Maybe baby
DOROTA NOWAKOWSKA • dawno temu„Mieć dzieci?! Teraz?! Nie, to niemożliwe, bez sensu” – wracasz do rzeczywistości. Ale w twojej głowie kiełkuje nowa myśl, której towarzyszy nieznane wcześniej uczucie. To coś zupełnie innego niż projekty wymyślane na potrzeby zawodowej kariery. Starasz się przypomnieć sobie, gdzie widziałaś te piękne, błękitne śpioszki z kaczuszką na przodzie...
Od dziecka bawisz się lalkami. Takimi szmacianymi bobasami, które kładzie się do wózka, a w plastikową buzię można wcisnąć smoczek. Naśladujesz dorosłe kobiety, kołysząc w ramionach swoją zabawkę. Bawisz się w mamę, dom, macierzyństwo. Gotujesz lalkom jedzenie w plastikowych garnkach wielkości dziecięcej rączki.
Potem do twojego świata wkracza Barbie. Rodzice znoszą zakurzone niemowlaki do piwnicy, a główne miejsce w dziecinnym pokoju zajmuje piękna, długonoga dziewczyna — niezależna, z własnym domem i muskularnym kochankiem Kenem. To na razie zabawa. Pozwala przynajmniej „na niby” zbliżyć się do marzeń, które kiedyś może zrealizujesz.

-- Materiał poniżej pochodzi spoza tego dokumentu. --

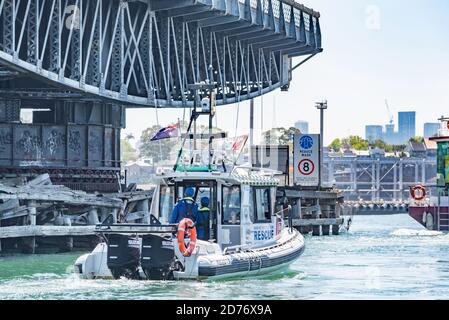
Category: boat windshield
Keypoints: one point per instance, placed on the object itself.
(166, 203)
(261, 198)
(231, 205)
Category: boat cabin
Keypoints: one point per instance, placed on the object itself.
(242, 203)
(442, 140)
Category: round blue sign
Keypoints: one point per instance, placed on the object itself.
(306, 142)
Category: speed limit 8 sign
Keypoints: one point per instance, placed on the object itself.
(306, 159)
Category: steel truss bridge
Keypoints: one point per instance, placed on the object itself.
(373, 179)
(145, 53)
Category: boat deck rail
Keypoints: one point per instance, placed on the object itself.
(132, 228)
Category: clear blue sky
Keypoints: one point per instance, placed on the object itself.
(394, 49)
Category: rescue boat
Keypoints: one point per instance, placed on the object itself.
(431, 209)
(248, 233)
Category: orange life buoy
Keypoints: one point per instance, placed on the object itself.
(418, 192)
(186, 227)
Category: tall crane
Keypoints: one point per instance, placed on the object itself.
(389, 112)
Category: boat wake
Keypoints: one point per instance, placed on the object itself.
(416, 233)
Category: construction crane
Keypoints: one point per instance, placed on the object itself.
(389, 112)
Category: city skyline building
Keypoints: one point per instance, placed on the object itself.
(430, 129)
(373, 133)
(303, 126)
(406, 126)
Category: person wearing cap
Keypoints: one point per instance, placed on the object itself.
(202, 220)
(185, 208)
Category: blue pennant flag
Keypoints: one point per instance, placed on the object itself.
(167, 133)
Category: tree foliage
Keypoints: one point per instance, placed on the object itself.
(416, 139)
(356, 142)
(158, 150)
(336, 145)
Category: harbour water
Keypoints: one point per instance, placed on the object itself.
(382, 257)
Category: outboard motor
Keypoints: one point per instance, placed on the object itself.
(123, 256)
(158, 257)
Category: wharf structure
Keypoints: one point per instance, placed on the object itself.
(379, 178)
(77, 65)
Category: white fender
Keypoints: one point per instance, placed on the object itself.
(429, 221)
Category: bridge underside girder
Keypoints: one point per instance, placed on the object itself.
(145, 53)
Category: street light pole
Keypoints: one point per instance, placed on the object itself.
(321, 106)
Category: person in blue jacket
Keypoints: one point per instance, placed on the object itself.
(202, 220)
(185, 208)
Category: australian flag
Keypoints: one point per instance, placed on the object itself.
(167, 133)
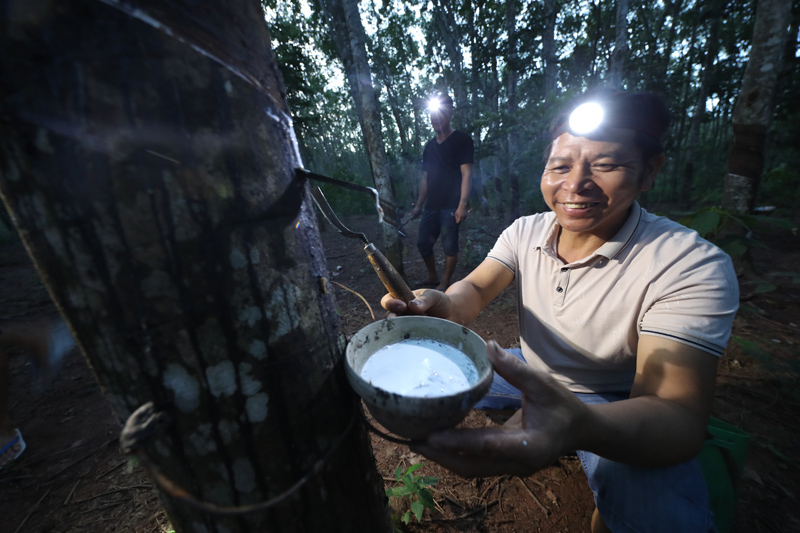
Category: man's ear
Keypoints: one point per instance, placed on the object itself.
(651, 170)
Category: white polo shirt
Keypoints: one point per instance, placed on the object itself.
(581, 321)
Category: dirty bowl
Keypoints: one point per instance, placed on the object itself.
(415, 417)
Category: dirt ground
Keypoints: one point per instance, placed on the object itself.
(73, 478)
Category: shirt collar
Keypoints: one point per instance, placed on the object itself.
(610, 249)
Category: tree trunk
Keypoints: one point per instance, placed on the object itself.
(146, 156)
(348, 35)
(511, 92)
(620, 46)
(549, 49)
(752, 113)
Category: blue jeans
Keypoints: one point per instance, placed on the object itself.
(437, 222)
(630, 499)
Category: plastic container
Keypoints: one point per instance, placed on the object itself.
(722, 461)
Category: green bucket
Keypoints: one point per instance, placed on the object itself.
(722, 460)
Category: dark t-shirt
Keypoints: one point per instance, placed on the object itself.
(443, 163)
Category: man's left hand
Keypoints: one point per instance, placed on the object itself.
(544, 429)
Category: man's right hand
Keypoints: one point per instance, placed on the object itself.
(426, 302)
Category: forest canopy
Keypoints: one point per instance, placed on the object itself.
(511, 65)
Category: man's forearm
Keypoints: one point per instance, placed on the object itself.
(645, 431)
(466, 173)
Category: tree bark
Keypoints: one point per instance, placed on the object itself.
(348, 35)
(712, 49)
(620, 46)
(147, 157)
(511, 93)
(451, 37)
(752, 113)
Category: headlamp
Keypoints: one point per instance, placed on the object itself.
(586, 118)
(434, 105)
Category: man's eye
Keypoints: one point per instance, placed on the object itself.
(605, 166)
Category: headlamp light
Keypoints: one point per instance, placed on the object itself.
(434, 105)
(592, 118)
(586, 118)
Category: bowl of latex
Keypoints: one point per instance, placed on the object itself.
(418, 374)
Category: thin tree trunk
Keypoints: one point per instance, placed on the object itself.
(620, 46)
(446, 22)
(752, 113)
(348, 35)
(712, 48)
(511, 94)
(146, 158)
(549, 49)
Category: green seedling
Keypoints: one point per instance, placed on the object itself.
(413, 488)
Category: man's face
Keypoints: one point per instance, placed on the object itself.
(440, 119)
(590, 184)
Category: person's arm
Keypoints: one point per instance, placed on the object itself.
(463, 300)
(461, 211)
(662, 423)
(423, 194)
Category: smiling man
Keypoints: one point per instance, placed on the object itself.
(623, 317)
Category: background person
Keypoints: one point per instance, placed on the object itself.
(46, 344)
(623, 316)
(444, 191)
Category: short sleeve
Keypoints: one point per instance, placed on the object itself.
(698, 302)
(505, 249)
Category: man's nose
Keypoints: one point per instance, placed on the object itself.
(578, 178)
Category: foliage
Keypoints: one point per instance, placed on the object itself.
(495, 67)
(736, 234)
(413, 488)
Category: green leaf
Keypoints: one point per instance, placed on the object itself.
(705, 222)
(414, 468)
(417, 509)
(426, 498)
(735, 248)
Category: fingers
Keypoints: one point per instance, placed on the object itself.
(530, 382)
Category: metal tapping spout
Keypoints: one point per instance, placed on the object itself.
(390, 278)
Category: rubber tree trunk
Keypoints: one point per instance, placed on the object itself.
(752, 113)
(620, 46)
(146, 157)
(511, 91)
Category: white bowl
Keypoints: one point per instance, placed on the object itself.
(416, 417)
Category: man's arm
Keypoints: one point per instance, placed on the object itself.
(663, 423)
(463, 300)
(461, 211)
(423, 194)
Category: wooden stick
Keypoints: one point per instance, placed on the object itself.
(537, 500)
(121, 489)
(75, 486)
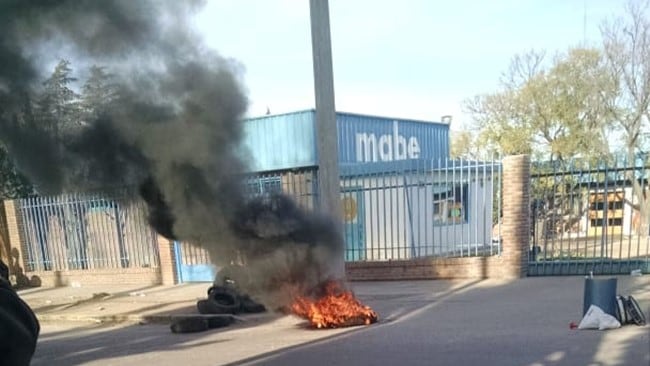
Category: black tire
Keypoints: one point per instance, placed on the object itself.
(189, 325)
(222, 300)
(249, 305)
(219, 321)
(635, 314)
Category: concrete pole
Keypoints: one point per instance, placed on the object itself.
(326, 132)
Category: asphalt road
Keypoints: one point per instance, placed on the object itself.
(524, 322)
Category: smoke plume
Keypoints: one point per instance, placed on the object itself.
(173, 131)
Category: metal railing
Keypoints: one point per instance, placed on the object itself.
(414, 209)
(589, 217)
(86, 231)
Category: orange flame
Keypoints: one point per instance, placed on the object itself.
(336, 308)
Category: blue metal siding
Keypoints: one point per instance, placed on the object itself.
(378, 139)
(287, 141)
(281, 141)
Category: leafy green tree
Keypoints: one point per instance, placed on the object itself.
(555, 112)
(12, 183)
(58, 105)
(98, 93)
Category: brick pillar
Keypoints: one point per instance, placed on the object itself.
(13, 236)
(515, 229)
(168, 273)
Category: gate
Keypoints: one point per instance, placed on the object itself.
(589, 218)
(86, 231)
(193, 263)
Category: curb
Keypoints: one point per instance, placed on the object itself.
(137, 318)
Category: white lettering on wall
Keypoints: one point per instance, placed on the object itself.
(388, 147)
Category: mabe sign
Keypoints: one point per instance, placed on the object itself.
(388, 147)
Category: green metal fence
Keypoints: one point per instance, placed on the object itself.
(86, 231)
(589, 218)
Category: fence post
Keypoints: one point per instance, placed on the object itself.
(515, 228)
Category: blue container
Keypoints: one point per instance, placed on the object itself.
(602, 293)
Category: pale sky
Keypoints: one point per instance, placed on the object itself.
(416, 59)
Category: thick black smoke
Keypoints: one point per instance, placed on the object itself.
(174, 132)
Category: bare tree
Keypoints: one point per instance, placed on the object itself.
(626, 46)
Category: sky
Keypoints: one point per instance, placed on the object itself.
(411, 59)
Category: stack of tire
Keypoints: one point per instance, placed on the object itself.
(227, 300)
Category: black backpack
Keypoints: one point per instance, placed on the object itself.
(628, 311)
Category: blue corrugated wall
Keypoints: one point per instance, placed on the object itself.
(287, 141)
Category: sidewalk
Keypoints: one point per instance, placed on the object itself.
(114, 303)
(156, 304)
(518, 322)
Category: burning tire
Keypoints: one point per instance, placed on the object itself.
(249, 305)
(221, 300)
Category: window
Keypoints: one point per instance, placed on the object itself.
(264, 185)
(450, 204)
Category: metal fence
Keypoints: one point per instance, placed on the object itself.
(414, 209)
(589, 218)
(87, 231)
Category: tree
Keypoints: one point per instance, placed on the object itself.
(556, 112)
(626, 45)
(99, 92)
(12, 183)
(57, 105)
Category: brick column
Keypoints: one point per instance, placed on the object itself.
(515, 229)
(13, 235)
(168, 273)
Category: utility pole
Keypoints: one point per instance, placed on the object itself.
(326, 131)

Gdy stajesz się nastolatką, zabawki powoli znikają z twojego życia. Na długo. Skupiasz się na nauce, ukochanym chłopaku albo wizycie u kosmetyczki. Nie masz w głowie lalek, bobasów. Wręcz przeciwnie. Chcesz się rozwijać. Studia i praca to dwa priorytety, dla których poświęcasz wszystko, no, prawie wszystko. Widok kobiety z wózkiem wzbudza w tobie uczucie litości. Płacz dziecka w autobusie irytuje. „Wpadka”, jak sama nazwa wskazuje, to dla ciebie wyrok i złamane życie. Myślisz, że tak będzie zawsze. “Po co mi dziecko?” - wzruszasz ramionami.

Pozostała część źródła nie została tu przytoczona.